At Raniere’s trial in spring 2019, Salzman testified against him for four days. According to reports, she testified that she’d met Raniere in 1997 when she was 21. She and Raniere had a years-long sexual relationship. On the stand, she admitted to recruiting and grooming members, and in the most shocking admission, that she held a young Mexican NXIVM member named Daniela captive for two years.

In “The Vow,” Salzman was the “master” to Sarah Edmondson, the co-star of the docuseries. She recruited Edmondson — one of the NXIVM members who went public in an explosive 2017 New York Times story — into DOS, a women’s group within the cult that forced branding on its members. Edmonson ended up helping to bring down NXIVM.
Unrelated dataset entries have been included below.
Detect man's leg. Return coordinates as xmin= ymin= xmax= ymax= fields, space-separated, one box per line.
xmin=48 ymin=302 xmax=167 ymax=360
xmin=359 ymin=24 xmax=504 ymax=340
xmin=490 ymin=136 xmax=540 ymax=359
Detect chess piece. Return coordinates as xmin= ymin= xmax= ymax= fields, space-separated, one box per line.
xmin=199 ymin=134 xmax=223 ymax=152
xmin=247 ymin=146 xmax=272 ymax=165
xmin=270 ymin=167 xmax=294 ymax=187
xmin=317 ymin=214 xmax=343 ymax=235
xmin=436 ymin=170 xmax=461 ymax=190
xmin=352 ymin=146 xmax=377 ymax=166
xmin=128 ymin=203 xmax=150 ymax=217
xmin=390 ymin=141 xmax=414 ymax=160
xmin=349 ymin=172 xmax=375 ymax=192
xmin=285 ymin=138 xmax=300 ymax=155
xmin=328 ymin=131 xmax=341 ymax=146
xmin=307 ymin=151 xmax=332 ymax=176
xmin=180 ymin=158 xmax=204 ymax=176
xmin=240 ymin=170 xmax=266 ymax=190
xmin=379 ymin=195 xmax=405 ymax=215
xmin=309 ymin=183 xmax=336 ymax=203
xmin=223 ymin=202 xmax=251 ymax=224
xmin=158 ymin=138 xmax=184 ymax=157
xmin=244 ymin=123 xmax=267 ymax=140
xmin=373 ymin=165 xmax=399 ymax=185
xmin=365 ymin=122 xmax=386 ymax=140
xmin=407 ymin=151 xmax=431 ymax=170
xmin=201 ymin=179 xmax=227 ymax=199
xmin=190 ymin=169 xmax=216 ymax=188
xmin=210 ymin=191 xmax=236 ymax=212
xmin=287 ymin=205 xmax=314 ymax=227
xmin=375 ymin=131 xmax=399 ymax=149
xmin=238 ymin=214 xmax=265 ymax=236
The finale of “The Vow” teased the possibility that Raniere and Nancy Salzman might appear in the second season. Assuming the new episodes pick up the story with Raniere’s trial and the collapse of NXIVM, perhaps Lauren Salzman might also be featured. Last month, an HBO spokesperson told Variety that there was no update on the second season, other than that it was still in production.

In the sentencing of Lauren Salzman, prosecutors praised her “extraordinary assistance,” and said that her help was “critically important in securing Raniere’s conviction.”

Salzman’s attorneys, in their memo, said that she has started a dog grooming business, and has “a passion for working with animals, and she is excelling in this line of work.”